How did we get into this Mess?

https://www.dropbox.com/s/cu2i3wq25mm0l25/Screenshot%202018-02-03%2022.05.17.png?dl=0

George Monbiot is one of my favorite writers. He writes regularly for The Guardian a paper I subscribe to. I find his writing invariably thought-provoking. He often takes positions that are contrary to received opinion from left or right, though he has a serious left wing bent. His latest book is called How did we get into this Mess?

Like me, Monbiot is deeply opposed to plutocratic government. That is government for the rich, not government for the people. It is often nominally democratic. It appears democratic, but the institutions of democracy have been corrupted or usurped by rich people for their own advantage.

It is interesting how some rich and privileged get ordinary people to vote for politicians who so obviously serve their rich masters, rather than ordinary people. How do they do? That is part of what has got us into this mess that we are in?

Monbiot puts it this way,

There are two ways of cutting a deficit: raising taxes or reducing spending. Raising taxes means taking money from the rich. Cutting spending means taking money away from the poor. 

Since there are vastly more poor people than rich people, one would think it would be very difficult for rich people to convince enough poor people to vote for politicians who support the interests of the rich over the interests of the poor, but that is exactly what has been happening in the west for at least the past 30 years. Ever since Saint Ronald Reagan came riding on his horse out of the west. In fact they have been remarkably successful. As Monbiot said,

So the rich, in a nominal democracy, have a struggle on their hands. Somehow they must persuade the other 99 per cent to vote against their own interests: to shrink the state, supporting spending cuts rather than tax rises. In the US they appear to be succeeding.

After Reagan these policies in the US were continued by all Presidents, even the Democrats. As a result taxation of wealthy people is at its lowest in 100 years. As a direct result inequality in the west in general and in the United States in particular has increased astoundingly. As former Republican senator Alan Simpson said, “The little guy is going to get cremated.”

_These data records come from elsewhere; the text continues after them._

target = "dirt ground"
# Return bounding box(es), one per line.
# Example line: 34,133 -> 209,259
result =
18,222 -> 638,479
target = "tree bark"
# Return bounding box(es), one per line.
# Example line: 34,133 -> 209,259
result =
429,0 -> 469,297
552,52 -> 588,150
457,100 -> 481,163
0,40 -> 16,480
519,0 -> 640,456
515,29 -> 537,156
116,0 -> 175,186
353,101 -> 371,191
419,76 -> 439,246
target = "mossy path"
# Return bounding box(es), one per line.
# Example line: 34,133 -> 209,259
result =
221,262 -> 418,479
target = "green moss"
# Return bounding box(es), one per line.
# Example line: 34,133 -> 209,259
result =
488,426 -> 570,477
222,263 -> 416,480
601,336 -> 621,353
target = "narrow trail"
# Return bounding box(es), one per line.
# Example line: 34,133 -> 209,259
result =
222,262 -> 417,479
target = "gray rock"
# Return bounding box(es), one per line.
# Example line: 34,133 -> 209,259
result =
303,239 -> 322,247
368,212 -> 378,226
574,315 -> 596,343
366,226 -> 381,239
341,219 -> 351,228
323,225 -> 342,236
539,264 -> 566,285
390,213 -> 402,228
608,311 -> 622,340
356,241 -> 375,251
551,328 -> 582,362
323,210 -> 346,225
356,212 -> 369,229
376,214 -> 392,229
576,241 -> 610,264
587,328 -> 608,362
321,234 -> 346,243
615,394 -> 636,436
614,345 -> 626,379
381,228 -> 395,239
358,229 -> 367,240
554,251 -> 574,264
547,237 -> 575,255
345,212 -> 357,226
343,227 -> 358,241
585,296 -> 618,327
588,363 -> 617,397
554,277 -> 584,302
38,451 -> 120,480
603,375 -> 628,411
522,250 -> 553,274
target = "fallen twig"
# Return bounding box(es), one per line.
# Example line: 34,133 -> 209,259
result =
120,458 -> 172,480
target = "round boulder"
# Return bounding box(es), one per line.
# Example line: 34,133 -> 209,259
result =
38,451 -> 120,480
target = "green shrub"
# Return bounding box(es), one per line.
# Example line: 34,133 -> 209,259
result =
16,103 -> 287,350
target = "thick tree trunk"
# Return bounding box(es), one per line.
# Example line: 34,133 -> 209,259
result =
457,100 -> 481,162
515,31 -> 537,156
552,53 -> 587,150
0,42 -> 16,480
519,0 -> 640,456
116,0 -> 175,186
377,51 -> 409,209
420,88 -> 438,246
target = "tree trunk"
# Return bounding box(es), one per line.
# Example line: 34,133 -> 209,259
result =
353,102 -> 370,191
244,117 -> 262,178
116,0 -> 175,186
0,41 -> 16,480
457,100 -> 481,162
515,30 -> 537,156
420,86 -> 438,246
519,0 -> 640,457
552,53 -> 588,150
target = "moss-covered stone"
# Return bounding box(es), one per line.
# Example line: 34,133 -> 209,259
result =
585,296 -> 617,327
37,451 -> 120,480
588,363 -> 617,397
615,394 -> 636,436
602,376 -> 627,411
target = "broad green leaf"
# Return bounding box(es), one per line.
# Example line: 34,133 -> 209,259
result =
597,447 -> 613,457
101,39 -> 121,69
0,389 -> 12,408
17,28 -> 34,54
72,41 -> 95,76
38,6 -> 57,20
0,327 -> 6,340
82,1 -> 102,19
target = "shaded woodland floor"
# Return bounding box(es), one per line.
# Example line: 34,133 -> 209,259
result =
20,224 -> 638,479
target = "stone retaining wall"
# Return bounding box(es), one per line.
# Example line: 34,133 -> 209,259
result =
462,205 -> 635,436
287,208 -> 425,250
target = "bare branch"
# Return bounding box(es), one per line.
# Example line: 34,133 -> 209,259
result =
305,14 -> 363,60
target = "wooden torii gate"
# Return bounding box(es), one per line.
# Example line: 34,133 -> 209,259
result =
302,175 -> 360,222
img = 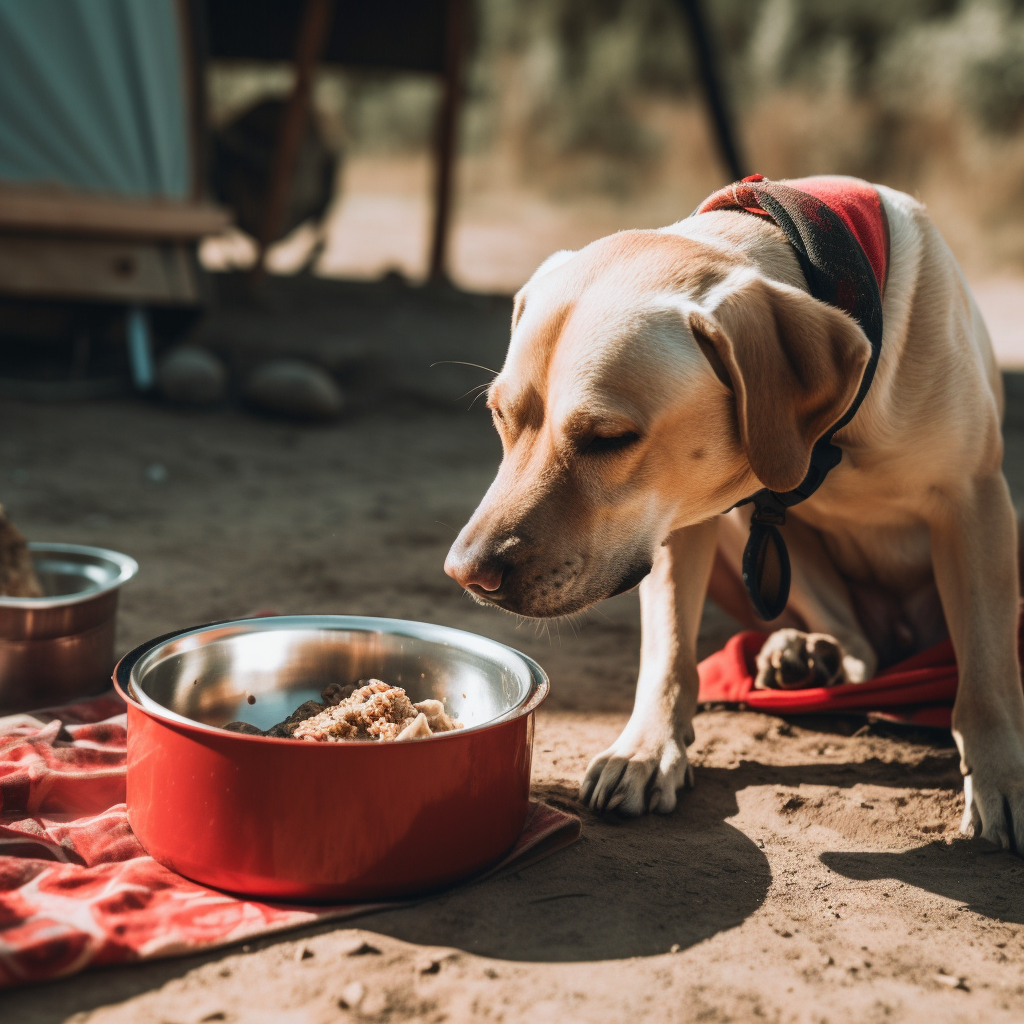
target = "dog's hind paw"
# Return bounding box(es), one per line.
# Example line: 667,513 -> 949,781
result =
579,735 -> 693,816
754,629 -> 863,690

A lot of the work in getting ordinary people to vote against what is good for them and for what is bad, was done by an organization called Americans for Prosperity (‘AFP’). This is one of those organizations supported by Charles and David Koch two of the richest men in America. They have spent hundreds of millions supporting lobby groups that urge politicians to lower taxes on the rich and remove government regulations that they see as interfering with their right to do business as they want, no matter who is harmed in the process. They have been big supporters of Donald Trump among many other right-wing politicians in the US.

Monbiot described their work this way, “AFP mobilised the anger of people who found their condition of life declining, and channelled it into a campaign to make them worse.

The Founding Fathers of the American constitution were worried about mob rule. That’s why they built into the constitution an elaborate system of checks and balances. By and large that system has worked fairly well. But there are new challenges the framers of the constitution were never aware of. As Monbiot said, “The primary threat to the democratic state and its functions comes not from mob rule or leftwing insurrection, but from the very rich and the corporations they run.

The rich in America have created a plutocracy. That is a government designed to work for the benefit of the rich at the expense of everyone else. I am not saying that all rich people have done. Some rich people have done this. And they have been extremely effective at doing precisely that. As Monbiot said, they have done that by

promoting the same dreary agenda of less tax for the rich, less help for the poor and less regulation for business…I see these people as rightwing vanguardists, mobilising first to break and then to capture the political system that is meant to belong to all of us. Like Marxists insurrectionaries, they often talk about smashing things, about ‘creative destruction’, about the breaking of chains and slipping of leashes. But in this case they appear to be trying to free the rich from the constraints of democracy. And at the moment they are winning.

Their crowning achievement came after Monbiot’s book was published–the ascension of King Donald. Now look at what we have got!